But what pleases in “The Spy Who Dumped Me” isn’t the twists and turns of the plot, it’s what McKinnon fills into the interstitial moments – strange asides about how her teeth are so freakishly strong her orthodontist published a paper, some incredibly bad and prolonged French-speaking jokes about how she went to theater camp with Edward Snowden. It’s McKinnon’s general clownery – literally, her climactic moment involves a showdown on a trapeze – but it makes the lightweight material sing. Her character may be “a little much,” but that muchness is highly necessary across from Kunis’s Audrey, who is a winsome but empty cipher.

The dynamic is reflected in their CIA/MI6 counterparts, the dashing but bland Sebastian (Sam Heughan) and the smack-talking Duffer (Hasan Minhaj), who’s obsessed with his alma mater, Harvard. It’s a silly joke that’s rendered increasingly hilarious with each detail and repetition, a lot like Morgan’s elaborate acting resume.

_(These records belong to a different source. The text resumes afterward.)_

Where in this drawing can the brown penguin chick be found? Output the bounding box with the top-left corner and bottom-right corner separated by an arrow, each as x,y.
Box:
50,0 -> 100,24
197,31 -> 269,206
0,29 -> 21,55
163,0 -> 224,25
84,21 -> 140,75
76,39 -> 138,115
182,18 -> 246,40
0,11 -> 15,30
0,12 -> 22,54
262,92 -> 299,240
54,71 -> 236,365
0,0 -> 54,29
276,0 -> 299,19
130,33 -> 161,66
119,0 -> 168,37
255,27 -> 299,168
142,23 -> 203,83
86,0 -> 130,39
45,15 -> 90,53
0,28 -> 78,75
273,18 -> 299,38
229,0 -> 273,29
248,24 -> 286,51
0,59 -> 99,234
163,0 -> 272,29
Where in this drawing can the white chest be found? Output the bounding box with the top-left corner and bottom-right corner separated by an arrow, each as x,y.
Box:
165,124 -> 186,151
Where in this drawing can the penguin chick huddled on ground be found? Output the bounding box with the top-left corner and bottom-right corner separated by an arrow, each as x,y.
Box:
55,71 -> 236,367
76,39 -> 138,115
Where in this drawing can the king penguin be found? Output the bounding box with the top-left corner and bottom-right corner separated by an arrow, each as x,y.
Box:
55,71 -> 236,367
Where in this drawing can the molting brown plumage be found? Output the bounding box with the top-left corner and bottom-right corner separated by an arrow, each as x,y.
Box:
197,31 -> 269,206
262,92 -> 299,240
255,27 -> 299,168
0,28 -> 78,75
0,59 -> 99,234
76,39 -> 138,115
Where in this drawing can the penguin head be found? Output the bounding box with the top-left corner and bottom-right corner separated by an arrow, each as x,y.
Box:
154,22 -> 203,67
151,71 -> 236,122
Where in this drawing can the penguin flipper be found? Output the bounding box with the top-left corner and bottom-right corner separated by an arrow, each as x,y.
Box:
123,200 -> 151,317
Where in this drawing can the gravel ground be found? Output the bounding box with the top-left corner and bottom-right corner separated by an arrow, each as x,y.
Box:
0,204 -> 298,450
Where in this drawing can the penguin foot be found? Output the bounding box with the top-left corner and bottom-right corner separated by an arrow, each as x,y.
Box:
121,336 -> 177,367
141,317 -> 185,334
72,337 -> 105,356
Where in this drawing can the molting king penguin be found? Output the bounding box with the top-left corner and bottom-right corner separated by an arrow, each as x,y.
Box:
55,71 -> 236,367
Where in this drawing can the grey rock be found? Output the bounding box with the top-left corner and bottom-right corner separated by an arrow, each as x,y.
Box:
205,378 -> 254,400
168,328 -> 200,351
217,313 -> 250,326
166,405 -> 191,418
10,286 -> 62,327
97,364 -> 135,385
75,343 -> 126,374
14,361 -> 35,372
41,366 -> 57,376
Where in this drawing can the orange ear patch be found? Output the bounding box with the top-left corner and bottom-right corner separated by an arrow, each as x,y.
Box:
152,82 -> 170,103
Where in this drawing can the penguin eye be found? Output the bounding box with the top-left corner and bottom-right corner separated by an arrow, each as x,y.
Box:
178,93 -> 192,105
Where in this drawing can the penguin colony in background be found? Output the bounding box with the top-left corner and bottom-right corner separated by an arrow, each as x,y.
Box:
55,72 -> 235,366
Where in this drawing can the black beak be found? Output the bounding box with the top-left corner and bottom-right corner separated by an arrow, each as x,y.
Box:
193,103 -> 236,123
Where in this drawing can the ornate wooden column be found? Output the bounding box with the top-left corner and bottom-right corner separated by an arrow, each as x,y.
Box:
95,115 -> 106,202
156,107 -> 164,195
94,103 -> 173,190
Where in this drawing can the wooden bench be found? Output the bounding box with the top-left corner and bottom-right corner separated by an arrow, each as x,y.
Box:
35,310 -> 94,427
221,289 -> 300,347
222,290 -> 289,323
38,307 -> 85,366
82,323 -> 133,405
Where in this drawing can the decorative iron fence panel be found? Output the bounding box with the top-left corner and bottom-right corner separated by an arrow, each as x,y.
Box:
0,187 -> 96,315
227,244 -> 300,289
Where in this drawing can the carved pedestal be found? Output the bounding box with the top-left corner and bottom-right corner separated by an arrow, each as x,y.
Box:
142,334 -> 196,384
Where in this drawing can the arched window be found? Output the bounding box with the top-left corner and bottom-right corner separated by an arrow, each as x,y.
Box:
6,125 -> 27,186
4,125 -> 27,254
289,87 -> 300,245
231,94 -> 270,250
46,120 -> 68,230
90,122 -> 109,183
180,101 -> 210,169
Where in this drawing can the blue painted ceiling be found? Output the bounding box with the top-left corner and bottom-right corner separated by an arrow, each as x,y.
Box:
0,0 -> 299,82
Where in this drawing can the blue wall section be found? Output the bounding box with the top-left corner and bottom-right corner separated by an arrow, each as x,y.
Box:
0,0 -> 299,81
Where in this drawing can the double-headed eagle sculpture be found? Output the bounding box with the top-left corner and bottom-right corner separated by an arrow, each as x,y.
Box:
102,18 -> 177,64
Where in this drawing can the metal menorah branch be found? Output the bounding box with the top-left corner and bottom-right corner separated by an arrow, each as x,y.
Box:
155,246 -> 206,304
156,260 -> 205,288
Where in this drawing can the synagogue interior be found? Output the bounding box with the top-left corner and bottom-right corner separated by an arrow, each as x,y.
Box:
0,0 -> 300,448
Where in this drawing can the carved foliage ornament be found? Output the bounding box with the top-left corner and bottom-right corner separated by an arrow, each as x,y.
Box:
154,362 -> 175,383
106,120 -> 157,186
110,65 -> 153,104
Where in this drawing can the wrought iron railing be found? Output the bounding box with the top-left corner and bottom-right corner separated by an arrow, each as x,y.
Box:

It’s the humor housed in the connective tissue that fills up the otherwise insubstantial “The Spy Who Dumped Me.” Beloved character actors pop up – Jane Curtain, Paul Reiser, Fred Melamed – but are underused, and although Gillian Anderson cuts a striking figure as an MI6 chief (“M” prequel, anyone?), her screen time is unfortunately scanty. So thank goodness for McKinnon, who launches this middling material to greater heights through her own sheer will. Now that’s a superpower.